Email: buchtova@iach.cz
Funding information
Czech Science Foundation, Grant/Award
Number: 17-14886S; Ministry of
Education, Youth and Sports of the Czech
Republic, Grant/Award Numbers:
CZ.02.1.01/0.0/0.0/15_003/0000460,
LM2015062, LQ1601
Abstract
Background: In mammals, odontogenesis is regulated by transient signaling
centers known as enamel knots (EKs), which drive the dental epithelium shaping.
However, the developmental mechanisms contributing to formation of
complex tooth shape in reptiles are not fully understood. Here, we aim to elucidate
whether signaling organizers similar to EKs appear during reptilian
odontogenesis and how enamel ridges are formed.

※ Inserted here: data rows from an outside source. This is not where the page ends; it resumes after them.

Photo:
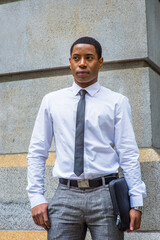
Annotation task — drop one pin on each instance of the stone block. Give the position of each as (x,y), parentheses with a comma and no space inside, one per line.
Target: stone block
(38,34)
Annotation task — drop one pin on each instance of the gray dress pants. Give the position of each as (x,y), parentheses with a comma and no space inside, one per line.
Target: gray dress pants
(73,210)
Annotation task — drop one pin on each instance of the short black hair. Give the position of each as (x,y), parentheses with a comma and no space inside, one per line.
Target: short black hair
(88,40)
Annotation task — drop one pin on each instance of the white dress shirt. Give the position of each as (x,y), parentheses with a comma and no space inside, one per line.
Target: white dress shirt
(109,140)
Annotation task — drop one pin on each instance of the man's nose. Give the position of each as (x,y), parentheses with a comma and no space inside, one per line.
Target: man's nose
(82,62)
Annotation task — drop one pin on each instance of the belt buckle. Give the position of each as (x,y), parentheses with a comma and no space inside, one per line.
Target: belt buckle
(83,183)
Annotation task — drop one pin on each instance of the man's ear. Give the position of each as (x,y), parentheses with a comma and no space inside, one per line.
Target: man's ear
(100,62)
(70,62)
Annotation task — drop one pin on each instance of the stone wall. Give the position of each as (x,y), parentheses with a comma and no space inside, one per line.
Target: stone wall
(34,49)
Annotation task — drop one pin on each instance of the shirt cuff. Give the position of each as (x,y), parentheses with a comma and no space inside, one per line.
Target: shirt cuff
(36,199)
(136,200)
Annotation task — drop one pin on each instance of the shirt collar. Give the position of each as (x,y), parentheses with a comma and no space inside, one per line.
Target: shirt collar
(91,90)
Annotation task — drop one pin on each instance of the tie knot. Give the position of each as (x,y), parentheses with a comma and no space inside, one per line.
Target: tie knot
(82,92)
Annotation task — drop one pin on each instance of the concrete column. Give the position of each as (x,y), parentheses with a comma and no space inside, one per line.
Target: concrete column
(34,49)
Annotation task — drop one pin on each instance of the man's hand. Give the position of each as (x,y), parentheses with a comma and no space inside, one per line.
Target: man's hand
(40,216)
(135,220)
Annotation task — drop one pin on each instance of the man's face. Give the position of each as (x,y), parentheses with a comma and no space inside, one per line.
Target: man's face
(84,64)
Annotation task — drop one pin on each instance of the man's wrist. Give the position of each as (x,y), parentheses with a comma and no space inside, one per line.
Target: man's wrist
(138,208)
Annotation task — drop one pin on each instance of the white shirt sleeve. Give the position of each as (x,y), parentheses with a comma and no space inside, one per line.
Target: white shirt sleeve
(38,153)
(128,152)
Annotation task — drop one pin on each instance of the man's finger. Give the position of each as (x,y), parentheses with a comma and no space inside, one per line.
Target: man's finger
(46,220)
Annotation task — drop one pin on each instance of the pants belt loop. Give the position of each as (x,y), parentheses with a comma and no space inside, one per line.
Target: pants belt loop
(68,183)
(103,181)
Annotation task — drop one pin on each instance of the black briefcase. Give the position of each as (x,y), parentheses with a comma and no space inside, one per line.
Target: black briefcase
(121,204)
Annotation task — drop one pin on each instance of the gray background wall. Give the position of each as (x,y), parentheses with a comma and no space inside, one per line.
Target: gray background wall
(34,49)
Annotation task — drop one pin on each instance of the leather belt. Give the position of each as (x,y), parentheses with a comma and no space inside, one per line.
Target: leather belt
(89,183)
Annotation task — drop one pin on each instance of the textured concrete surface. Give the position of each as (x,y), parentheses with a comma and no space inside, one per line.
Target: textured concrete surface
(15,208)
(20,101)
(155,107)
(153,35)
(32,32)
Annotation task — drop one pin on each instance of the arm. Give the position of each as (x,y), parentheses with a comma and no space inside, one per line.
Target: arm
(128,153)
(38,153)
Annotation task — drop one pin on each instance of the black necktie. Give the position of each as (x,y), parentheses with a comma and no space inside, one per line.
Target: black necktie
(79,140)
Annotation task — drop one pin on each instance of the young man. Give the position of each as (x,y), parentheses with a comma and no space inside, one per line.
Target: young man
(93,134)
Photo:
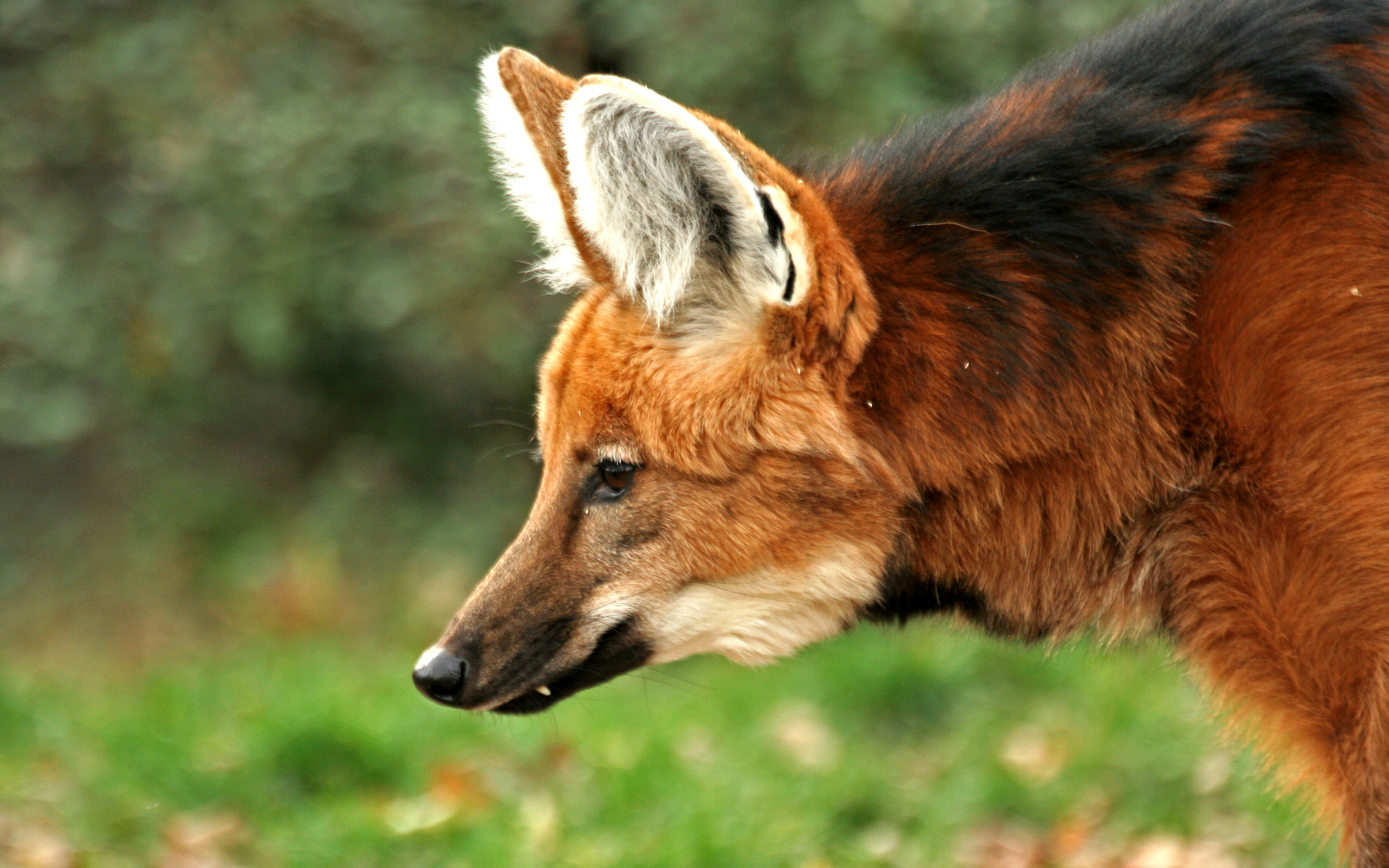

Results: Morphological structures resembling the mammalian EK were found
during reptile odontogenesis. Similar to mammalian primary EKs, they exhibit
the presence of apoptotic cells and no proliferating cells. Moreover, expression
of mammalian EK-specific molecules (SHH, FGF4, and ST14) and
GLI2-negative cells were found in reptilian EK-like areas. 3D analysis of the
nucleus shape revealed distinct rearrangement of the cells associated with
enamel groove formation. This process was associated with ultrastructural
changes and lipid droplet accumulation in the cells directly above the forming
ridge, accompanied by alteration of membranous molecule expression
(Na/K-ATPase) and cytoskeletal rearrangement (F-actin).
Conclusions: The final complex shape of reptilian teeth is orchestrated by a
combination of changes in cell signaling, cell shape, and cell rearrangement.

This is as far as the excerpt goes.